Non avevo ancora esplorato Firenze del tutto. La mia famiglia ed io cambiavamo spesso città: da Torino a Napoli, da Genova a Roma, e adesso qui, bloccati a Firenze. Offrirono a mio padre una promozione e divenne capo di una nota azienda automobilistica. Era un buon lavoro che non richiedeva troppo tempo. Quando ero ancora piccola mia madre morì in un incidente stradale per colpa di un ubriaco che non rispettò il semaforo tagliandole la strada. La mandò contro una struttura inagibile la quale le crollò sopra e la uccise all’istante.

<Olivia? Olivia accendi la fotocamera.> Una voce ridondante interruppe il mio filo di pensieri: mi aveva chiamata la prof. di mate. <Si si, ci sono prof> risposi cercando di ignorare quel fastidiosissimo brivido che mi passava attraverso il corpo intero ogni volta che ricordavo quel lontano 7 aprile 2016.

< Alla buon'ora Olivia.>

Durante il pomeriggio mi limitai a concludere i compiti di epica e di scienze. Verso le cinque del pomeriggio conclusi tutto e mi buttai sul divano, sprofondandoci letteralmente con tutta me stessa. Dopo pochi secondi sentii una voce che mi urlava: <Olivia! Portami quella cazzo di birra!> Ormai quella frase non mi sorprendeva più: era da settimane intere che mio padre mi urlava dal suo studio sempre la solita frase. Io, come sempre, mi limitai ad alzarmi, presi una delle tante bottiglie di birra dal frigo, ne svuotai metà nel lavandino e la riempii d’acqua. Quando si ubriaca diventa aggressivo, agitato, spesso va fuori controllo, mi fa male, e generalmente anche di peggio.

<Muoviti Olivia!> Mi urlò nuovamente. Alzai lo sguardo, preoccupata che mi potesse scoprire, ma era già lì, davanti a me. 
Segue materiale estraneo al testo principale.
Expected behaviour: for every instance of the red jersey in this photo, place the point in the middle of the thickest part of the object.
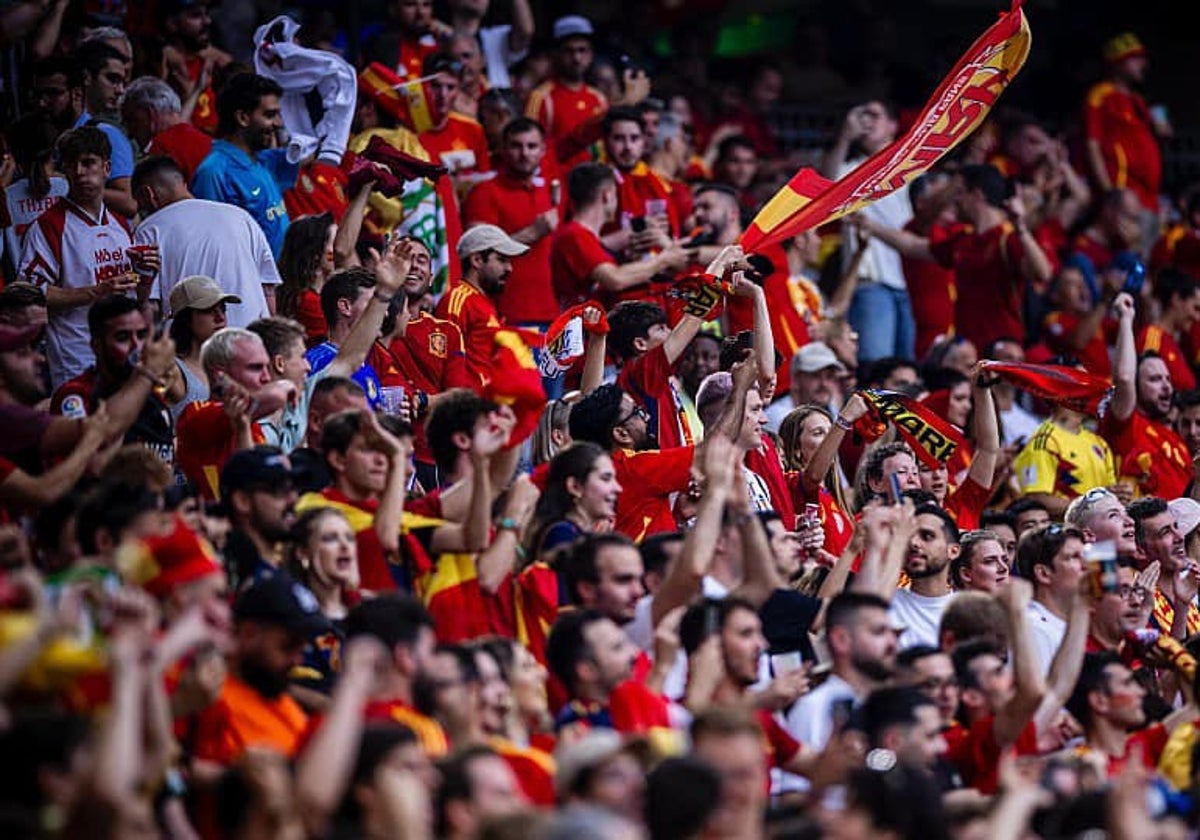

<Ma cosa stai facendo?> domandò imprecando <Ma allora è colpa tua che non aveva il sapore di sempre. Dammela... Lasciala... Bene, ora vai a mettere in ordine la soffitta e non farti più vedere fino a stasera!>. Appena finí di pronunciare quelle parole mi tirò uno schiaffo sulla guancia e mi spinse verso la porta. Mi ressi in piedi a stento, tanto da riuscire a varcare la soglia della cucina per dirigermi velocemente verso le scalette che portano alla soffitta. Almeno lì avrei avuto un po’ di tranquillità. 

Spostai vari scatoloni per riuscire ad orientarmi in mezzo a quel labirinto di oggetti dimenticati. Non mi era mai piaciuto il disordine, mi ricordo che da piccola sbirciavo tra le cose di mia madre e ogni volta rimanevo stupita per come era ordinata, aspirando sempre di più a diventare come lei. L'aria era impregnata di un odore acre, il quale mi nauseava ogni volta che lo sentivo; infatti in quello stesso istante tutto iniziò a girarmi intorno, le mie gambe smisero di reggermi, mi appoggiai con una mano su uno scaffale facendo cadere una scatola per terra. “Eccoci, ora ho solo il doppio del lavoro” borbottai. Mi abbassai per raccoglierne il contenuto e mi accorsi che erano tutti effetti personali di mia mamma. Ritrovai una sua collana, un paio di bracciali che le regalarono per il matrimonio e un vecchio telefono. Mi stupii che si accendesse ancora. Sentii dei passi avvicinarsi e lo nascosi nella tasca sinistra del mio pigiama facendo finta di riordinare il resto degli oggetti. Entrò mio padre in soffitta ubriaco marcio e, prendendomi per un braccio, mi spinse contro una pila di libri. Iniziò ad abbassarmi i pantaloni. Stava riniziando tutto, non riuscivo a fermarlo. Non ci provavo nemmeno più: urlare era inutile, ormai mi sembrava tutto come se fosse normale, routine.